Most of the exhibits are items whose very possession inside Belarus could expose their owners to repression and persecution by the authorities.

The collection includes artefacts from the 2020 protest movement, items bearing national symbols, and documents from the 1990s and 2000s related to civic activism, human rights work and journalism carried out by their owners.

Some of the items evacuated as part of the project date back to the 1990s. They include an invitation to the “Chernobyl Way–96” rally; the brochure “The Road to Nowhere, or Two Years of the Presidency of A. Lukashenka,” published in 1996; a leaflet issued by the Belarusian Popular Front “Adradzhenne” featuring Zenon Pazniak‘s text “Greetings to Miron. A New Year’s Letter to Belarusian Youth” dated January 1, 1998; an election leaflet from Stanislau Shushkevich‘s 1994 presidential campaign; and pages from newspapers of the period. Among them is a page from the newspaper Svaboda containing the satirical poems “Luka Mudzishchau – President” and “Luka Mudzishchau Replies to Vedzmak Lysahorski” published on December 27, 1994.

The exhibition also features artefacts from 2020. Among them are partially burned ballot papers rescued from complete destruction in the furnace of a boiler house in Brest after the 2020 presidential election.

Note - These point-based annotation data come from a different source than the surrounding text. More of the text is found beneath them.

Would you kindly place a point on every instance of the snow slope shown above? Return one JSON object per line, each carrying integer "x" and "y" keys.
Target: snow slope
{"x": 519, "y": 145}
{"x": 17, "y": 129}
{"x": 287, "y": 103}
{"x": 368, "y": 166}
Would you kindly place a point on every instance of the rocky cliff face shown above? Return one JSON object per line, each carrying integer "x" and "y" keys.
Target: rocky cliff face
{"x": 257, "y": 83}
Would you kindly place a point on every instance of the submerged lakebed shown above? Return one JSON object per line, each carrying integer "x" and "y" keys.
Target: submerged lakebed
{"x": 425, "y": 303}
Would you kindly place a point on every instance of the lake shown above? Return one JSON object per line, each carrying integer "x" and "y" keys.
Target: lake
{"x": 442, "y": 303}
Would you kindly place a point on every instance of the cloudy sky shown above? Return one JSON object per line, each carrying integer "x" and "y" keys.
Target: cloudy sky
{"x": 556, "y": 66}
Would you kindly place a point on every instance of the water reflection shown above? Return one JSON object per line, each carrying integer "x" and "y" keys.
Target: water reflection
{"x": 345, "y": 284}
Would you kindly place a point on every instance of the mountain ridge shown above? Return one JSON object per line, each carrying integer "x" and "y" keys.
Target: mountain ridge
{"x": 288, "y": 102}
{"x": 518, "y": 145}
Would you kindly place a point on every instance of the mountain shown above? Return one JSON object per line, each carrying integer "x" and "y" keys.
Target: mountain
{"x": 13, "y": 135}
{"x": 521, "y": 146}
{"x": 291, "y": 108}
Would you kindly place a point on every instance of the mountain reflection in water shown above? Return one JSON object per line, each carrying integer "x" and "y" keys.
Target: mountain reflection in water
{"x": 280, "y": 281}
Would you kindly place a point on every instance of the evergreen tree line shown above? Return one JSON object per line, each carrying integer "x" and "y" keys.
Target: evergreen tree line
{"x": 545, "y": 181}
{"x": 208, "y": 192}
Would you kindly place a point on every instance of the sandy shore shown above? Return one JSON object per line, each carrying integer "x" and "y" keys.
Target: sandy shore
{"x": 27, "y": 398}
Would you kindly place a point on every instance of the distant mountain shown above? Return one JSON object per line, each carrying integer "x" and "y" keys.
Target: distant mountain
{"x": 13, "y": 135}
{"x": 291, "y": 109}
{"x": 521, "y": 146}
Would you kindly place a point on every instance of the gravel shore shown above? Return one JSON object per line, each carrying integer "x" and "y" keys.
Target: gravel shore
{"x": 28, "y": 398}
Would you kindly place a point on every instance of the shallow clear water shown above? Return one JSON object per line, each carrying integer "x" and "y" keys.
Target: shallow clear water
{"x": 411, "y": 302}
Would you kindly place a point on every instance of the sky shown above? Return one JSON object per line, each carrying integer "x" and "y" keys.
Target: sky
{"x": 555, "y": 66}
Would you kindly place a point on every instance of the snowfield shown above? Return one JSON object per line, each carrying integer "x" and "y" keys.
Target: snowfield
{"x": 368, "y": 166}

The word “depatriation” was deliberately chosen as the title of the exhibition. It describes a condition in which national symbols are displaced from their homeland and forced to exist in a state of de-Patria, in exile, while maintaining a spiritual, symbolic and even metaphysical connection to the place from which they originated.
Over recent months, the museum team worked together with people in Belarus to safely remove, document and preserve these testimonies of Belarusian history. At the same time, they prepared the catalogue “Depatriation” and educational materials on how to preserve historical artefacts in domestic settings.

For security reasons, many of the stories of those who contributed to the project will remain anonymous. However, visitors will be able to see their testimonies at the exhibition.

The project is led by Natallia Zadziarkouskaya, while the exhibition designer is Aliaksandr Adamau.
The project was implemented with the support of Belarus Beehive and the European Union.